A partir de este momento empieza el drama: Bunny no aparece, pese a registrar el colegio; nadie la ha visto (el espectador “tampoco”). El inspector Newhouse (Laurence Olivier) y su ayudante (Clive Revill) empiezan la investigación, y así conocemos a una serie personajes fabulosos: el bebedor-poeta-adorador del marqués de Sade (Noel Coward, que sirve de vehículo al humor de Preminger: ¿quién habló de frialdad?), la ex maestra Ada Ford (Martita Hunt), el dueño del “hospital de muñecas” donde tiene lugar una de las más fascinantes escenas del film (Finlay Currie), etc.

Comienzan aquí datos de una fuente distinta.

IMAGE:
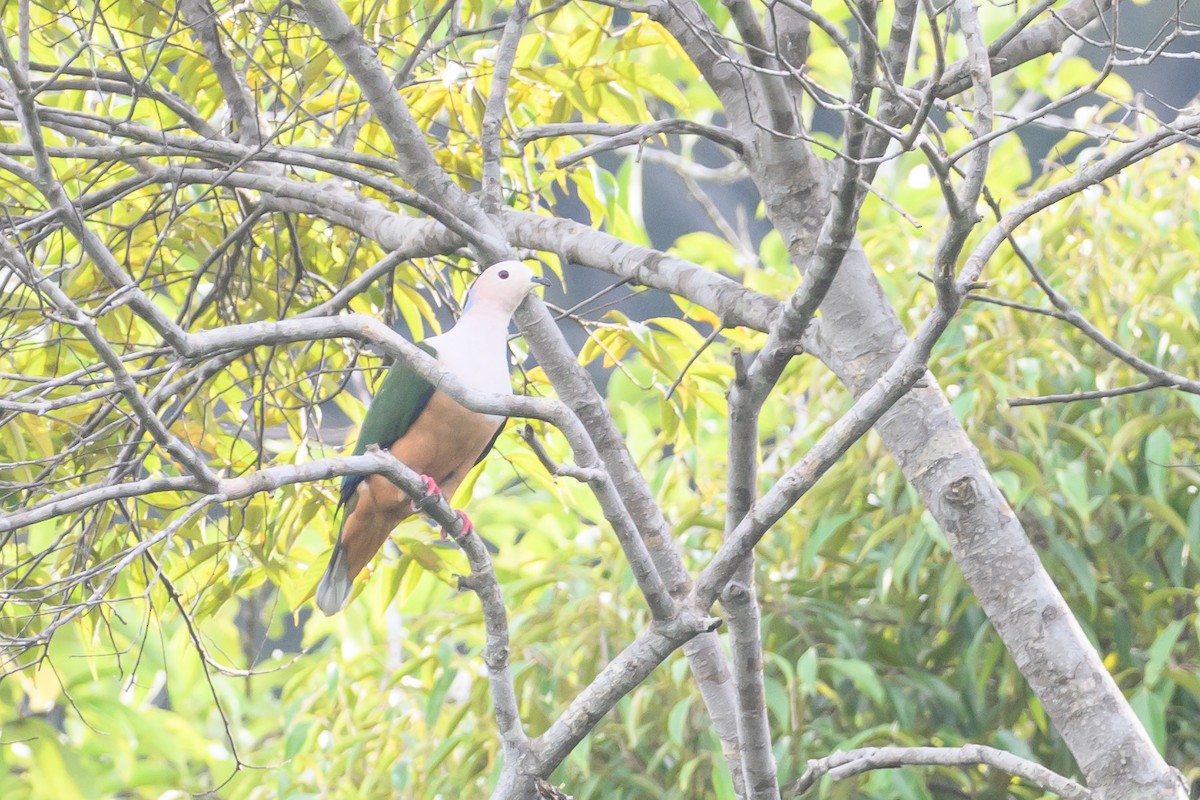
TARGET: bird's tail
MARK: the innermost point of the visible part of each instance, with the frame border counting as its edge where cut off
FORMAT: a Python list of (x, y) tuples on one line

Y así (y no puedo contar nada) se llega a un final inesperado, pues (como reconocerá quien recuerde el final de Anatomía…) cualquier final era posible. Pero ninguno tan bello, sorprendente y profundamente lógico como el efectivo. Quizá por eso mismo (y por su originalidad) sorprenderá e irritará a más de uno: yo les aconsejaría que “se fijaran” bien en la película y sus personajes, pues todo está a la vista, sólo hace falta “mirar”. Y el cine es (para el director) el arte de «dejar ver», y (para el espectador) el arte de saber ver, el arte de “bien mirar”, sobre todo cuando, como Preminger, el autor del film deja que el espectador participe y sea co-autor.
Publicado en El Noticiero Universal (10 de octubre de 1966). Es el primer texto publicado de Miguel Marías.